Director: Peter Berg
Starring: Mark Wahlberg, Taylor Kitsch, Emile Hirsch, Ben Foster, Eric Bana
Written by: Peter Berg, (based on the book by) Marcus Luttrell and Patrick Robinson
Running Time: 121 mins
Release date: 30th January 2014
It doesn’t need a spoiler alert to tell you that the title Lone Survivor is going to give most of the plot for this flag waving propaganda war film away. What it doesn’t tell you is that this movie, based on true events, is a cold, sometimes unintentionally laughable account of a failed mission by the Navy SEALs during the Afghan campaign against the Taliban.
Operation Red Wings is set up to track down a Taliban leader hiding in the mountains of Afghanistan. Led by Michael Murphy, four Navy SEALS are sent in to find him and to then put the operation into action. After hiding out in the hills, they eventually find their man just as the Taliban find them. With no real communication, the four must fight for their survival in terrain they are unfamiliar with and where they have to look after each other as well as themselves.
I think I need to say this before I get loads of complaints that I can see what writer/director Peter Berg wanted to do here. He wanted to make a film based on the true events that show the bravery and courage of four men fighting an almost impossible battle for survival.
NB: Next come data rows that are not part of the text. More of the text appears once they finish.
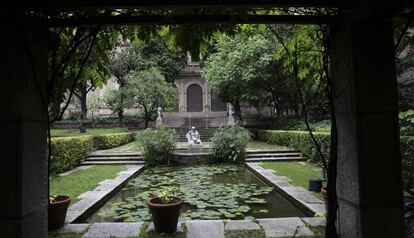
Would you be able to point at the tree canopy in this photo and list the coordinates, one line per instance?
(148, 89)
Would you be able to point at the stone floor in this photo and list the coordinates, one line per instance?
(270, 227)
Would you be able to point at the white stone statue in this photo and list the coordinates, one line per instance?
(193, 137)
(159, 120)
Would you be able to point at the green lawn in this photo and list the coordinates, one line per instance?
(133, 148)
(92, 132)
(82, 181)
(298, 173)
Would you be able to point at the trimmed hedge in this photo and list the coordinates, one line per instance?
(229, 144)
(107, 141)
(68, 152)
(301, 140)
(157, 145)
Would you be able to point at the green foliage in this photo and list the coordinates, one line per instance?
(155, 53)
(78, 57)
(107, 141)
(116, 100)
(168, 195)
(81, 181)
(156, 144)
(149, 90)
(407, 154)
(300, 49)
(74, 115)
(298, 173)
(300, 140)
(209, 198)
(407, 122)
(245, 234)
(229, 143)
(320, 126)
(234, 71)
(94, 103)
(68, 152)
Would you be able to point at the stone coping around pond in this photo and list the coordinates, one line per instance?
(272, 227)
(97, 196)
(297, 195)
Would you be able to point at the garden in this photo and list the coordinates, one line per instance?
(253, 171)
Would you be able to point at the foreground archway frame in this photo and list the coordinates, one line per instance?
(365, 98)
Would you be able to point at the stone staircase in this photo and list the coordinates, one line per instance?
(274, 155)
(201, 125)
(113, 159)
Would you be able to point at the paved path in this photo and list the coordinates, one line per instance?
(271, 227)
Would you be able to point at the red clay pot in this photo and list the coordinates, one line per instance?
(57, 212)
(324, 193)
(165, 216)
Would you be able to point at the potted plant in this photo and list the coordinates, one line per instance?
(165, 210)
(58, 206)
(324, 193)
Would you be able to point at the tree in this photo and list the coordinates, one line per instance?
(123, 62)
(300, 51)
(155, 53)
(243, 69)
(94, 75)
(149, 90)
(112, 100)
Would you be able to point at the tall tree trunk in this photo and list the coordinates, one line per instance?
(121, 118)
(237, 111)
(84, 109)
(146, 116)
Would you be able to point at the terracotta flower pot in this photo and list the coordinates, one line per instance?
(57, 212)
(324, 193)
(165, 216)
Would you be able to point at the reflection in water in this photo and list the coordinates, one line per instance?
(209, 192)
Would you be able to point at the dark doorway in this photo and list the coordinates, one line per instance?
(194, 98)
(217, 105)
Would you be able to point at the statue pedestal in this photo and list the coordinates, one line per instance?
(195, 147)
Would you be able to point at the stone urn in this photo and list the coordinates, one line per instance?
(57, 212)
(165, 215)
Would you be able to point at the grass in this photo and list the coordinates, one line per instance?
(260, 145)
(133, 148)
(82, 181)
(245, 234)
(298, 173)
(64, 235)
(92, 132)
(127, 148)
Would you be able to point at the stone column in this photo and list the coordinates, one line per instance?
(366, 103)
(23, 125)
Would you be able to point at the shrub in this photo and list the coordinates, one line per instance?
(157, 144)
(302, 141)
(107, 141)
(68, 152)
(229, 144)
(407, 155)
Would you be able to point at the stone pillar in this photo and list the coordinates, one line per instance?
(230, 110)
(23, 127)
(159, 120)
(366, 103)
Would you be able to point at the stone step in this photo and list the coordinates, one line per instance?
(275, 159)
(111, 162)
(266, 151)
(115, 155)
(255, 155)
(114, 158)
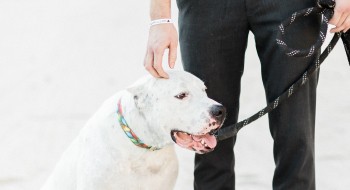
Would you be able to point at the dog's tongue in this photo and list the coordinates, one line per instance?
(210, 140)
(187, 141)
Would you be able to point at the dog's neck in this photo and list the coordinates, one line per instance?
(149, 134)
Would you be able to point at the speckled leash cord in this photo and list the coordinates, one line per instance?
(325, 8)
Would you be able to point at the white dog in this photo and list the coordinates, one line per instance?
(127, 144)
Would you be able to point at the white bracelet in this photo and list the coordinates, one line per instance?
(161, 21)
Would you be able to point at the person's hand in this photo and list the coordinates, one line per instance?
(341, 17)
(161, 37)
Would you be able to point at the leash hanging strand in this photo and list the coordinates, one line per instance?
(326, 10)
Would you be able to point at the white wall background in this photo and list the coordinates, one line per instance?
(59, 59)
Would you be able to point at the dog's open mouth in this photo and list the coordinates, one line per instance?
(200, 143)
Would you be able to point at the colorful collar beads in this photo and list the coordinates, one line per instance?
(129, 133)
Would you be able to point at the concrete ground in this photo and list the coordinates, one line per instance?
(60, 59)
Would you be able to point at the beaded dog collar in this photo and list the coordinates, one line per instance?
(129, 133)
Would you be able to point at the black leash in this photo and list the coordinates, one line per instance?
(326, 11)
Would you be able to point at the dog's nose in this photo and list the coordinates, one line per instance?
(218, 112)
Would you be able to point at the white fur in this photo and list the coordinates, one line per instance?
(102, 157)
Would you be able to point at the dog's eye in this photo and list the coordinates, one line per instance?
(182, 95)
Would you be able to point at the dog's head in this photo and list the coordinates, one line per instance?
(180, 108)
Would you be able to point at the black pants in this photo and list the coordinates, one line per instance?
(213, 40)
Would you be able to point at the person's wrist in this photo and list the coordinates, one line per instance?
(161, 21)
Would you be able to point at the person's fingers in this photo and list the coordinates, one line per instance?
(148, 64)
(172, 55)
(158, 58)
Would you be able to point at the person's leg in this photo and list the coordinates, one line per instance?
(213, 40)
(292, 124)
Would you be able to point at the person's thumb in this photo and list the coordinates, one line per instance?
(172, 55)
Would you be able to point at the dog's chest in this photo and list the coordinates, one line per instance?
(153, 170)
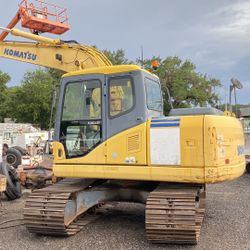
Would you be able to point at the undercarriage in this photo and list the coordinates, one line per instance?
(174, 212)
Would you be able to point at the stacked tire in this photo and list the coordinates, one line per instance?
(14, 156)
(13, 189)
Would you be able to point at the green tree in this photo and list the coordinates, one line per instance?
(4, 79)
(117, 57)
(186, 86)
(31, 102)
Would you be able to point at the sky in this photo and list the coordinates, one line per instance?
(215, 35)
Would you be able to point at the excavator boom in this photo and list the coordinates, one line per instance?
(52, 53)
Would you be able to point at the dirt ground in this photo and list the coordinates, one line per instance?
(226, 225)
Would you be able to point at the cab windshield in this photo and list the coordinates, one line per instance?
(82, 101)
(81, 117)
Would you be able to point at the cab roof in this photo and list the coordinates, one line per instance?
(108, 70)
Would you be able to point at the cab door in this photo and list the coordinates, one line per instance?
(125, 120)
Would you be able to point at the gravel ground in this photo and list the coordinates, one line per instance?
(226, 225)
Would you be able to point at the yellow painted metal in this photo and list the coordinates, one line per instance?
(3, 183)
(108, 70)
(129, 145)
(42, 39)
(52, 53)
(191, 130)
(199, 144)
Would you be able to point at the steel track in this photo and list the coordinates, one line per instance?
(174, 215)
(44, 211)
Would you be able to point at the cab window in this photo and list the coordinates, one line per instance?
(82, 101)
(153, 95)
(121, 96)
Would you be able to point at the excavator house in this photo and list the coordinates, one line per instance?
(113, 143)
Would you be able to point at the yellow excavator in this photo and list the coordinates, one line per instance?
(112, 143)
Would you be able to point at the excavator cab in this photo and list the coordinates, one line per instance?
(94, 107)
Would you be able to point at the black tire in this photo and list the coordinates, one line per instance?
(248, 167)
(13, 188)
(13, 157)
(20, 149)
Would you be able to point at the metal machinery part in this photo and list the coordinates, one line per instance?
(93, 147)
(174, 213)
(3, 183)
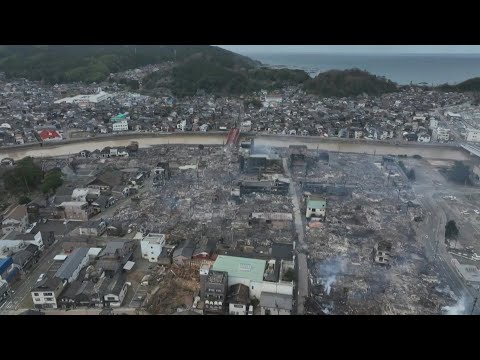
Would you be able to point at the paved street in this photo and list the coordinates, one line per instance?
(21, 289)
(302, 279)
(430, 190)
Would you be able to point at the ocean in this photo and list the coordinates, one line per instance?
(401, 68)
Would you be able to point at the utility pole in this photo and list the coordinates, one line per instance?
(474, 303)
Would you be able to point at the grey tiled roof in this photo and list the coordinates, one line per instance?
(71, 264)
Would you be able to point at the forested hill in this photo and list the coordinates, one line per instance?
(191, 68)
(94, 63)
(350, 82)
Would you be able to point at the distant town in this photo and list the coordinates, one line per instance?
(254, 216)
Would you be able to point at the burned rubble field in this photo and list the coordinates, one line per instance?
(366, 206)
(196, 201)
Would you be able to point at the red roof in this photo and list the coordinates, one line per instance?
(49, 134)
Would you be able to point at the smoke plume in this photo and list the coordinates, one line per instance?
(458, 309)
(328, 270)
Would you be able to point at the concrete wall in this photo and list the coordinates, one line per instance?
(237, 309)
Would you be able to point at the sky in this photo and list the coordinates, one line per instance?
(356, 49)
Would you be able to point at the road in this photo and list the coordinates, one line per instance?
(22, 288)
(431, 231)
(302, 279)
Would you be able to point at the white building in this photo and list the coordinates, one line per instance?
(120, 126)
(272, 100)
(80, 194)
(246, 126)
(423, 138)
(473, 135)
(316, 208)
(75, 262)
(251, 272)
(16, 219)
(441, 134)
(94, 98)
(152, 245)
(452, 115)
(45, 293)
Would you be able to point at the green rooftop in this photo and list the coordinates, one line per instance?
(251, 269)
(119, 117)
(316, 204)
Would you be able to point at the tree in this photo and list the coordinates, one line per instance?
(451, 230)
(52, 181)
(23, 199)
(289, 275)
(411, 174)
(24, 178)
(460, 173)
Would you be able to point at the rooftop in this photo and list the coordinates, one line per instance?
(251, 269)
(154, 238)
(316, 204)
(276, 301)
(217, 277)
(17, 213)
(71, 264)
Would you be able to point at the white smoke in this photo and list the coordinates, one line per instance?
(457, 309)
(328, 283)
(328, 270)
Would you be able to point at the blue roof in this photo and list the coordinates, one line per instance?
(4, 264)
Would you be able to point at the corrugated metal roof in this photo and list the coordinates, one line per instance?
(251, 269)
(71, 264)
(316, 204)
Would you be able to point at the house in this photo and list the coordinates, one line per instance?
(473, 135)
(183, 253)
(151, 246)
(81, 194)
(275, 220)
(107, 180)
(85, 153)
(424, 138)
(116, 228)
(71, 267)
(49, 135)
(3, 290)
(114, 293)
(15, 220)
(103, 202)
(69, 299)
(93, 228)
(254, 274)
(8, 270)
(7, 162)
(282, 251)
(246, 126)
(382, 252)
(115, 255)
(205, 248)
(45, 293)
(238, 299)
(77, 210)
(35, 238)
(316, 209)
(120, 126)
(276, 304)
(25, 258)
(213, 290)
(441, 133)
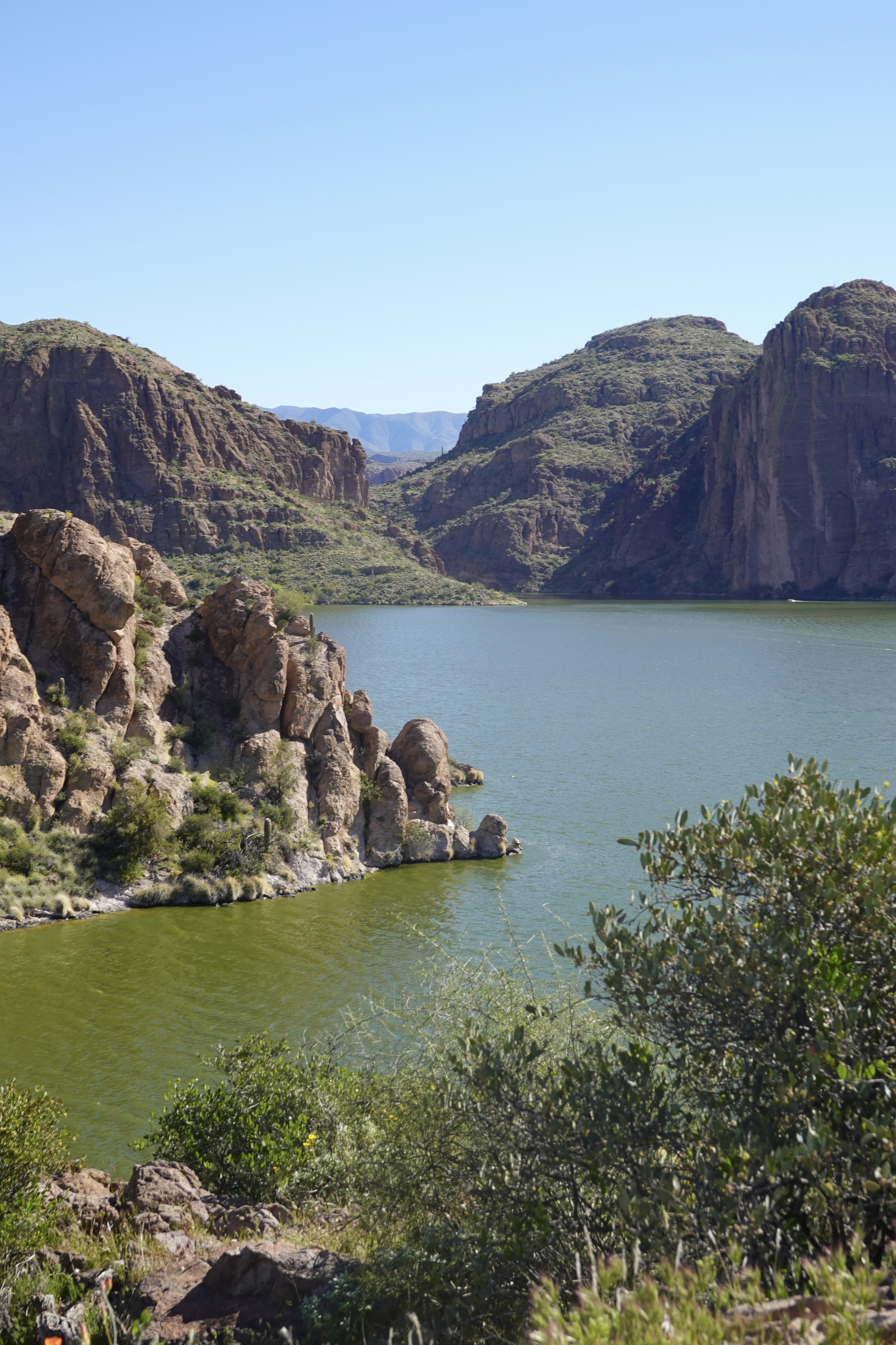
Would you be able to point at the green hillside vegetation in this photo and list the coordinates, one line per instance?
(512, 502)
(342, 556)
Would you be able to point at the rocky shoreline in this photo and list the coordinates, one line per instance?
(232, 721)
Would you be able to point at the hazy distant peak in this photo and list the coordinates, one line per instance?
(401, 434)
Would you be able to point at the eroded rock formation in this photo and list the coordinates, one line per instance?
(232, 688)
(138, 447)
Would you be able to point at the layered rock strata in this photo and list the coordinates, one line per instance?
(138, 447)
(261, 699)
(786, 487)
The problem is that Berg has approached this with little or no subtlety whatsoever, so instead of feeling for these men, you ultimately don’t really care and you already know what the outcome will be.
After a slow start were we see the four messing around at camp, bullying the raw recruits and generally showing us that they are great friends, they head for the hills and lay low while waiting for their target. This takes up a large chunk of the running time and so are left wondering if anything will eventually happen. Then is does and we get gun and rocket fights all over the place as the four desperately try to stand their ground while surrounded by the enemy. This is where the film becomes somewhat laughable.
They are four men, being hit by bullets all over the place. They fall of cliffs, sending them tumbling down rocky sides and crashing into trees, rocks and solid ground below. The sound effects alone make you wince with pain…and yet they still get up! Yet one shot from the SEALS gun and a Taliban is instantly killed. I know that the SEALS are a tough bunch (we get an introduction to their world at the beginning of the film where we see real SEALS training) but Rambo they ain’t!
This is a hugely one-sided affair that makes basically cries out to young men that, they too can be almost indestructible as how main protagonists here. Berg script is pretty clichéd too, with every other word beginning with F and lines like “Shake it off, you’re a Frogman!” to a man who has just had his fingers shot off. With scenes like this, you find yourself feeling cold to the leads and when the inevitable finally happens, you find yourself unable to emote towards them.
The performances are pretty average. Mark Wahlberg is fine but it’s hardly stretching him and with talent like Emile Hirsch and Ben Foster, who we know can deliver, they are somewhat wasted.
The final part of the film tries to balance the opinion by saying that there are some good Afghans out there and their all not terrorists but this doesn’t seem to be enough. Then it plays a very dubious card by showing the soldiers involved in this bungled mission while a slowed down version of David Bowie’s Heroes, performed by Peter Gabriel, plays in the background. It doesn’t fit right.
The action sequences are handled well but that cannot disguise that this is Hollywood’s vision of the war in Afghanistan. Last year’s Zero Dark Thirty didn’t shy away from showing us a darker view-point of American policy. This is much more jingoistic and probably will play better in the States. Here, we will certainly look upon in a very different light. I certainly did and I didn’t like what I saw.